Chest radiographs and computed tomography are the imaging techniques of choice.
The first one is primarily used to support the diagnosis,
to spot the complication and for continuous monitoring; the latter is preferred for a better characterisation of the disease,
its extension and its complications.
Chest radiographs
Chest radiograph findings of ARDS vary widely depending on the stage of the disease.
Diffuse alveolar opacities pointing out consolidation are counted as the first imagistic result Fig. 1 .
Air bronchogram is visible.
The opacities progress into a more asymmetrical and extended shape.
One cannot usually find septal lines thickening or pleural effusion.
These are more specific to a congestive heart failure Fig. 2 Fig. 3 .
This is the exudative stage.
Serial chest radiographs may help distinguish between ARDS and other pathologies because a severe change in the imagistic aspect after 5-7 days may indicate another diagnosis Fig. 4 .
If the patient survives,
the disease enters in the fibrotic stage.
The aspects of the chest radiography may reveal interstitial syndrome,
which is not necessarily due to fibrosis.
A correlation between pathological specimens and conventional radiographs was not possible.

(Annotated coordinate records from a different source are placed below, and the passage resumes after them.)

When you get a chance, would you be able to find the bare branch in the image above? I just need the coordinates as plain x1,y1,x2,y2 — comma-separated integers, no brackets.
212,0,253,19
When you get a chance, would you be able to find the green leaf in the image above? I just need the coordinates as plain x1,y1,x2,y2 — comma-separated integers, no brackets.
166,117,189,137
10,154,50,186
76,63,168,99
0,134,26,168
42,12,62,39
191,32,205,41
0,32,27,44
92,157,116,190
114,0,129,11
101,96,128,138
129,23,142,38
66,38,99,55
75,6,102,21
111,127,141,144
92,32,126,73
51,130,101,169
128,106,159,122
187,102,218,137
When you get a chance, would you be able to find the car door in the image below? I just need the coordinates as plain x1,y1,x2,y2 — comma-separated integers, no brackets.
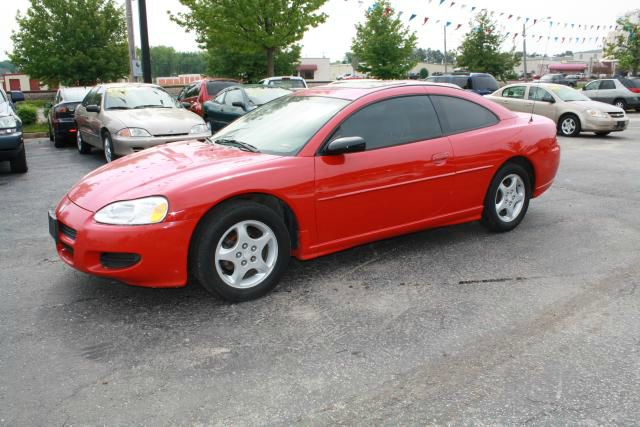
527,86,558,122
500,85,531,112
598,79,619,104
431,95,504,216
315,95,454,244
582,80,601,101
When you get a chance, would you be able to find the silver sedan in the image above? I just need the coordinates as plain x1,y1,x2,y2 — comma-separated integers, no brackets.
75,83,211,162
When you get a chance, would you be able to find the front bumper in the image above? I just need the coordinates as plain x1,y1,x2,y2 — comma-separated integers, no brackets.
49,196,197,288
113,131,211,156
582,115,629,132
0,131,24,160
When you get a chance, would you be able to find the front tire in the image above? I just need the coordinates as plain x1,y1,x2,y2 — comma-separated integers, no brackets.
482,163,531,232
10,145,29,173
189,201,291,302
558,114,580,136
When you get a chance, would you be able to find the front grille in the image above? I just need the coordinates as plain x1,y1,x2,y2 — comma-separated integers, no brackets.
100,252,140,268
58,222,78,240
153,133,189,138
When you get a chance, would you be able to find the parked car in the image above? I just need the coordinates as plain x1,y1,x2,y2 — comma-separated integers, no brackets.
49,81,560,301
0,87,28,173
75,83,211,162
204,85,291,131
178,78,239,116
582,79,640,111
45,87,91,148
488,83,629,136
426,73,500,95
258,76,308,90
540,74,579,87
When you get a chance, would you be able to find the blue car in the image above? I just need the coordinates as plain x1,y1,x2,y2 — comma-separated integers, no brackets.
427,73,500,96
0,87,27,173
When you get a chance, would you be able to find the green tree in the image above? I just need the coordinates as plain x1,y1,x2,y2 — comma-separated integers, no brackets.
9,0,129,86
604,16,640,76
351,0,418,79
456,13,520,81
207,45,301,83
171,0,327,76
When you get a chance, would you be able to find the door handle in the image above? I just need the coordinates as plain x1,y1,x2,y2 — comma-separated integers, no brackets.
431,152,449,165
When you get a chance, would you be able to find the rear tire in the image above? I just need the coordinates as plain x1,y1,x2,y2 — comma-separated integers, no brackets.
10,145,29,173
482,163,531,232
558,114,580,136
189,201,291,302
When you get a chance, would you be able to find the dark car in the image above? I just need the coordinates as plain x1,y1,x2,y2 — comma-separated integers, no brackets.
178,79,239,116
45,87,91,148
427,73,500,96
540,74,578,87
204,85,292,132
0,87,27,173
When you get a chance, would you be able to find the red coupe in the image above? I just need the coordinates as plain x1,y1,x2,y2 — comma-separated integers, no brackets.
49,81,560,301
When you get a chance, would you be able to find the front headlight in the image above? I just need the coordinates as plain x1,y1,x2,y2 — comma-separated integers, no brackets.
0,116,18,128
191,123,209,133
93,196,169,225
116,128,151,137
586,110,609,119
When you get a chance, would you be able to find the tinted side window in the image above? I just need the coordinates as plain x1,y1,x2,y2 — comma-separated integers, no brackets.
431,95,498,134
600,80,616,90
502,86,525,99
332,96,442,150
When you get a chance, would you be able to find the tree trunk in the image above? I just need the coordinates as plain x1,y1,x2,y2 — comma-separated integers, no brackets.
267,47,275,77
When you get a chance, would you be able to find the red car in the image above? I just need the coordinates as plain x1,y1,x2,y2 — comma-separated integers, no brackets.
178,79,239,117
49,81,560,301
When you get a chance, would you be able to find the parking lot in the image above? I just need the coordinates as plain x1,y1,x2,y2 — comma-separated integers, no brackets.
0,113,640,425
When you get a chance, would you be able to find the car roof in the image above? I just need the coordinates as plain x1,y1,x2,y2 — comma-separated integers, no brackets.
292,80,463,101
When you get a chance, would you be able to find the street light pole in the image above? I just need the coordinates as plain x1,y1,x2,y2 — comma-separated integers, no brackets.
138,0,151,83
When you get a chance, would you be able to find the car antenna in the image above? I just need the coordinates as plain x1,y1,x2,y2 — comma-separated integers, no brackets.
522,16,551,123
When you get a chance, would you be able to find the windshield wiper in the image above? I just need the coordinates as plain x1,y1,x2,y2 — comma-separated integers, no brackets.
134,104,171,110
213,138,260,153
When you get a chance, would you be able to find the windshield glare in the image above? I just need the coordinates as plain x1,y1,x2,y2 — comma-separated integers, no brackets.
104,86,178,110
211,96,349,156
548,86,591,102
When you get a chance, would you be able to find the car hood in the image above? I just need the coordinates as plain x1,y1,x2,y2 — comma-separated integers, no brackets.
68,141,281,212
104,108,204,135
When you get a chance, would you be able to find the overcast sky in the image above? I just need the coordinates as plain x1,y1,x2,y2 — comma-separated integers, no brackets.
0,0,637,60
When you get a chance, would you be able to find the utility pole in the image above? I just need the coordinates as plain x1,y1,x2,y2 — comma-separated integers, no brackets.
444,23,447,74
125,0,136,82
522,24,529,82
138,0,151,83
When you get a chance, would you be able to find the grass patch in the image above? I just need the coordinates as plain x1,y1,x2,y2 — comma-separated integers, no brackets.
22,123,49,133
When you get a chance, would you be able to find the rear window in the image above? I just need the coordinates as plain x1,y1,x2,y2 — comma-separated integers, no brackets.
471,76,500,92
207,81,238,96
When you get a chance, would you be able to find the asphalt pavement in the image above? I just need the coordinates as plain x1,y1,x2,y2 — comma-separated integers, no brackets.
0,113,640,426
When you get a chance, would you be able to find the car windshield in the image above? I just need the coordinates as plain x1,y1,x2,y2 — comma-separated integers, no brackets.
245,86,291,105
210,96,350,156
62,87,91,102
548,85,591,102
104,86,178,110
269,79,305,89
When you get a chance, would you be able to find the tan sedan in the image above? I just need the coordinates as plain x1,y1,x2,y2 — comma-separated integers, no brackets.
75,83,211,162
487,83,629,136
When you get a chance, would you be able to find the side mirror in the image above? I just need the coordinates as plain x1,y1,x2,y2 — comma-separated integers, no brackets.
9,90,24,103
324,136,367,156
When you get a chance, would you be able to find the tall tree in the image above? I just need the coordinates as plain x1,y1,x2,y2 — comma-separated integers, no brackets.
604,15,640,76
456,12,520,80
9,0,129,85
171,0,327,76
351,0,418,79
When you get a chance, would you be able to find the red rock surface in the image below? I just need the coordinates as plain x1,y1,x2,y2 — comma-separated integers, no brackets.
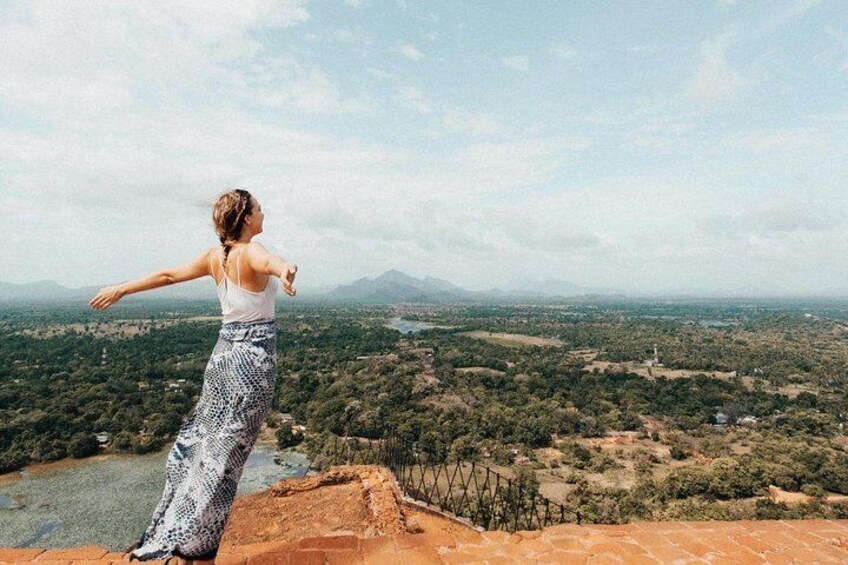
0,466,848,565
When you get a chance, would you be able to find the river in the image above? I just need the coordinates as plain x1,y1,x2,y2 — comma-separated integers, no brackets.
0,442,309,551
386,318,450,334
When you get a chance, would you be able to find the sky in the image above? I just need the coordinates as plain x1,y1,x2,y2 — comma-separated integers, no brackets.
0,0,848,295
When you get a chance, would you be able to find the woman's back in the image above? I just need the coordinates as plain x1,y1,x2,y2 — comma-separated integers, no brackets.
212,244,277,324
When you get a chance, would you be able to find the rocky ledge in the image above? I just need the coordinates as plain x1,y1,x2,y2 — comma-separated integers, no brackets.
0,466,848,565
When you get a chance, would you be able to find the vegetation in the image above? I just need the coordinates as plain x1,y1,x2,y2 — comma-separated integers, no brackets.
0,301,848,522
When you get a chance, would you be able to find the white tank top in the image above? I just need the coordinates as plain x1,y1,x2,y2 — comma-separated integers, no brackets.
216,248,277,324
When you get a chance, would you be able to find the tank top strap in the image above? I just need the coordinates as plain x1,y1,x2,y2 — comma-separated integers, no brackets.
236,247,243,288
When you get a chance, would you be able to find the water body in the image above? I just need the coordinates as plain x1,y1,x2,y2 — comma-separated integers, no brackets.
698,320,739,328
0,443,309,551
386,318,440,334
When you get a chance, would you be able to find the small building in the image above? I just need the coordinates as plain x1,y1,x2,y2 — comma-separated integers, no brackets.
645,343,663,367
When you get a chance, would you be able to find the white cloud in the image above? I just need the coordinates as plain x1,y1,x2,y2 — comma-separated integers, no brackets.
432,108,501,136
701,198,843,239
501,55,530,71
683,37,753,111
395,85,433,114
396,43,424,61
548,43,577,59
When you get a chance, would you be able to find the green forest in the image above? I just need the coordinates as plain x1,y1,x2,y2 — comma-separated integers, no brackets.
0,300,848,523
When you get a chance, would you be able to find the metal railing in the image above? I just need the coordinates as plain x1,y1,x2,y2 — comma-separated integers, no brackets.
314,433,581,532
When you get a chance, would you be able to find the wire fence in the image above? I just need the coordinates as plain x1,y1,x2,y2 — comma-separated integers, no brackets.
314,433,581,532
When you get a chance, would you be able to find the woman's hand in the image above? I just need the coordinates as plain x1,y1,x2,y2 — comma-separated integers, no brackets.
88,285,124,310
280,265,297,296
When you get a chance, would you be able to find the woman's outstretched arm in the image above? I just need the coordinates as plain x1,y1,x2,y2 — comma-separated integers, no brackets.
88,249,212,310
247,241,297,296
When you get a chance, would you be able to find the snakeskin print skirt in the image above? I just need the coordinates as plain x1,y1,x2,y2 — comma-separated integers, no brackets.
130,320,277,561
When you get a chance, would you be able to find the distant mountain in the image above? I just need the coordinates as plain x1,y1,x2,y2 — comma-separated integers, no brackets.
0,269,617,303
323,269,618,303
324,269,474,302
513,278,623,298
0,277,335,304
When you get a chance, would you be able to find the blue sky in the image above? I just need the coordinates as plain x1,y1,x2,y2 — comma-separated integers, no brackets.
0,0,848,294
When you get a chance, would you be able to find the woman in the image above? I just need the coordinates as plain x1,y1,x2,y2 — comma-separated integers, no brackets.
90,190,297,565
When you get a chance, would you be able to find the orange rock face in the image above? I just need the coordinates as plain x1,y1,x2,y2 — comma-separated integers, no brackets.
0,466,848,565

The latter tend to stabilise in 10-14 days,
but a complete recovery can last up to a couple of months,
depending on the cause and the patient’s response to treatment.
Computed tomography
CT scans depicts a 3-layered pattern due to the gravitational gradient.

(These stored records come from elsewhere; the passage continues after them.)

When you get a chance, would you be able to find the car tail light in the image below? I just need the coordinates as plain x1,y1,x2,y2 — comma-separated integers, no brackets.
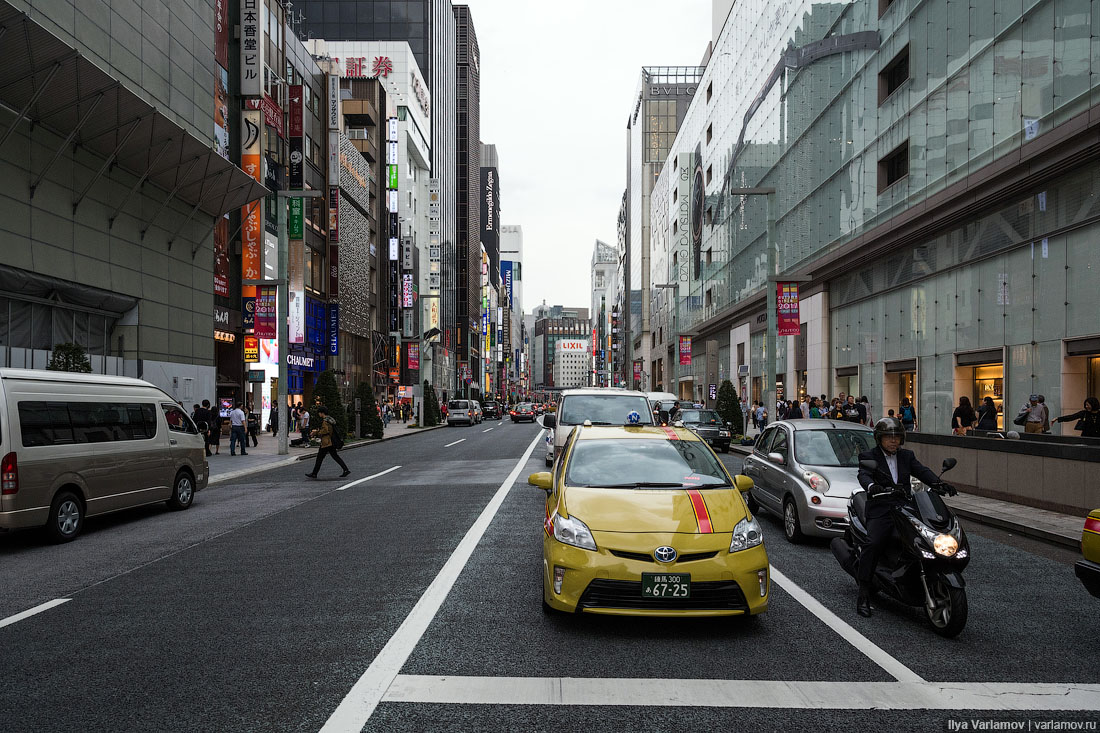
0,452,19,494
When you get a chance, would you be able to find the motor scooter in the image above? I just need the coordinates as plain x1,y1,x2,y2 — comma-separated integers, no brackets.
831,458,970,638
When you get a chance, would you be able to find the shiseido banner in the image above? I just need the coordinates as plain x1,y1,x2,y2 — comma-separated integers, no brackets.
776,283,800,336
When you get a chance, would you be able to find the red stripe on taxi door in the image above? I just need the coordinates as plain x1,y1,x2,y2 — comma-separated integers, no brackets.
688,489,714,535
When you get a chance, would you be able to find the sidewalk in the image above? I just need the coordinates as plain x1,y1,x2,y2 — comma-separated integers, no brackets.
207,420,447,483
729,446,1085,549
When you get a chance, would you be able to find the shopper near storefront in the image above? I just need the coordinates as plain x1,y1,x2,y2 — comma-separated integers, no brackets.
952,396,978,435
975,396,997,430
229,401,249,456
1055,397,1100,438
1014,394,1051,433
898,397,916,433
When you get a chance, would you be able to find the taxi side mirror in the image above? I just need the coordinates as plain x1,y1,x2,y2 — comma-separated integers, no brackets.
527,471,553,491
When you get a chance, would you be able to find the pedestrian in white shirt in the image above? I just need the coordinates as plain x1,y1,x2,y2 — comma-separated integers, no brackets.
229,402,249,456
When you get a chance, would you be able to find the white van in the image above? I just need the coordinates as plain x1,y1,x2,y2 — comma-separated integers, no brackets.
0,369,209,541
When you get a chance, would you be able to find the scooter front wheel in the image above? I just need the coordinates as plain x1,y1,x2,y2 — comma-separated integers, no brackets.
924,578,968,638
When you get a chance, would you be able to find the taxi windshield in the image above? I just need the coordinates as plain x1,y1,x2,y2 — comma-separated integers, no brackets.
558,394,653,425
565,438,729,489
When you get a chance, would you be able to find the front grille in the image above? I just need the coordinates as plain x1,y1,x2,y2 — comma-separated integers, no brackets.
611,550,718,562
576,578,748,611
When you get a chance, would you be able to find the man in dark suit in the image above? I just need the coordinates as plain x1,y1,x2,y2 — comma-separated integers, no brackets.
856,417,958,616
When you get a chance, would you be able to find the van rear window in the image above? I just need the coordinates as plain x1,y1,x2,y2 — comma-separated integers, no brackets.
19,401,156,448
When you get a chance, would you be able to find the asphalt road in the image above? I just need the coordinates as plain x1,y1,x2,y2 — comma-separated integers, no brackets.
0,422,1100,731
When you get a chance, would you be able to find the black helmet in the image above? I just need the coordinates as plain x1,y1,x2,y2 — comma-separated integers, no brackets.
875,417,905,445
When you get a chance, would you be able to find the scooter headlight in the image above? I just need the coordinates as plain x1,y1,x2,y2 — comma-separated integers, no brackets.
932,535,959,557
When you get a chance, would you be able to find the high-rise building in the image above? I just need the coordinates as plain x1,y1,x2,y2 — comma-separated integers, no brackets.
624,66,704,389
453,6,486,387
294,0,457,398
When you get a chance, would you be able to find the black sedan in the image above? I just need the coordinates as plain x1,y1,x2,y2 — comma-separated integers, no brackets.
680,408,732,453
510,402,535,423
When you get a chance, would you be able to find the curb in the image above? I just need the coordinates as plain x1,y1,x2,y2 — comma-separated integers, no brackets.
207,425,447,486
729,446,1084,551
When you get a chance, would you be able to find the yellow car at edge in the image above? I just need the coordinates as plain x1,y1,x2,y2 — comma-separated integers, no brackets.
528,425,770,616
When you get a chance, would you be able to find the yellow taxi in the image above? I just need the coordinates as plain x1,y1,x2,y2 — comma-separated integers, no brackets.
528,425,770,616
1075,510,1100,598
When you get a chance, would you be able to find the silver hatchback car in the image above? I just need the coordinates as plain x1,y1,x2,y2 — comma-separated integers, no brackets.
741,419,875,543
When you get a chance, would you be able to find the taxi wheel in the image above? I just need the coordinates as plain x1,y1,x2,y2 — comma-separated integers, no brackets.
783,496,805,545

On the ventral side one can find normal lung images.
As the pressure sums up towards the dorsal side ground glass opacities appear and they multiply in number Fig. 6 .
On the most posterior aspect full consolidations emerge,
pointing to the greatest gravitational gradient Fig. 7 .
Also a caudal augmentation of the lesions can be seen.
A review of chest CT scans in 74 patients with ARDS revealed the following findings:
- Areas of consolidation with air bronchograms (89%) Fig. 9
- Bilateral abnormalities in almost all the patients,
predominantly dependent abnormalities (86%)
- Basilar predominant abnormalities (68%)
- Patchy abnormalities (42%) Fig. 5
- Mixed ground-glass appearance and consolidation (27%)
- Homogeneous abnormalities (23%)
- Ground-glass attenuation (8%)
The same study revealed that in two thirds of the cases the CT scans brought significant additional information.
ARDS that is due to pulmonary disease tends to be asymmetrical,
with a mix of consolidation and ground-glass opacification,
whereas ARDS that is due to extrapulmonary causes has predominantly symmetric ground-glass opacification Fig. 8 . Air bronchograms and pleural effusions have a bigger prevalence than pneumatoceles and Kerley B lines.
CT scans are a valuable asset in revealing ARDS complications such as pleural abnormalities (pneumothorax),
parenchymal disease (nodules,
focal opacities,
interstitial emphysema) and mediastinal disease (enlarged lymph nodes).
By comparison with the chest radiographs,
the CT scans have a role in the detection of suspected fibrosis as the changes that accompany fibrosis become more apparent,
such as: traction bronchiectasis,
lobular distortion,
and in advanced cases,
cystic lung destruction or honeycombing.
The implications of imaging in understanding ARDS has changed in the last years.
It is now known that there is a marked reduction in overall lung volume at the expense of the volume of the lower lobes.
Two mechanisms contribute to this: in the upper lobes there is an increase in tissue (edema,
inflammation),
in the lower lobes there is a loss of aeration (abdominal content,
compression by heart).
These facts helped the optimisation of PEEP treatment.
CT proves to be important in improving the treatment,
by examining the evolution of the disease after a drug treatment or a procedure and especially in long term check-ups.